More than a billion adults are at risk of serious disease through lack of exercise, according to a new study.
In 2016, just under 20% of the global population - 1.4 billion people - were insufficiently active, the research conducted by the World Health Organisation (WHO) found.
As a result, they faced an increased risk of heart and artery disease, Type 2 diabetes, dementia, and some cancers.
The research shows there was little progress in improving physical activity levels between 2001 and 2016.
High-income Western countries have the greatest increase in the proportion of people not doing enough exercise over the period, with a rise from 31% in 2001 to 37% in 2016.
In the UK, 40% of women and 32% of men were insufficiently active in 2016.
Countries with the worst physical activity record included Saudi Arabia and Iraq.
In each of these countries, more than half the adult population was insufficiently active.

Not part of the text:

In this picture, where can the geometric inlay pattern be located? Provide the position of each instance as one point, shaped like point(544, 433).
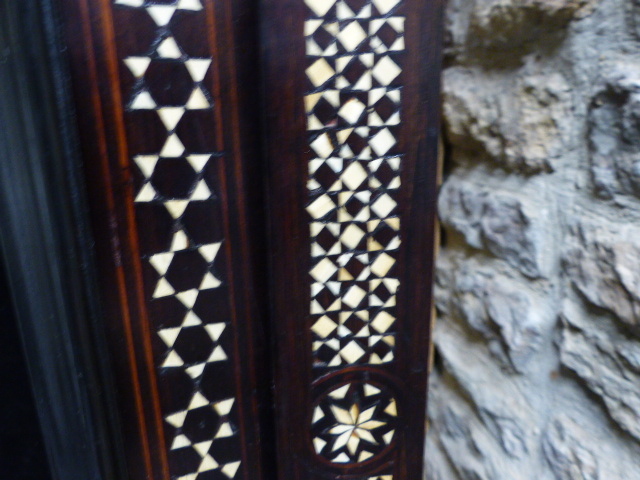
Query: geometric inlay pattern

WHO's Dr Regina Guthold, who led the research, said: "Unlike other major global health risks, levels of insufficient physical activity are not falling worldwide, on average.
"Over a quarter of all adults are not reaching the recommended levels of physical activity for good health."
If current trends continue, the global target of reducing sedentary lifestyle by 10% by 2025 will not be met, the scientists said.
Researchers analysed information from 1.9 million men and women who participated in 358 population surveys.
The study was based on self-reported activity levels both at work and at home and during travel and leisure time.
In 2016, around one in three women (32%) and 23% of men worldwide were not attaining recommended healthy levels of physical activity.
This means they were doing less than 150 minutes of moderate intensity, or 75 minutes of vigorous physical activity per week.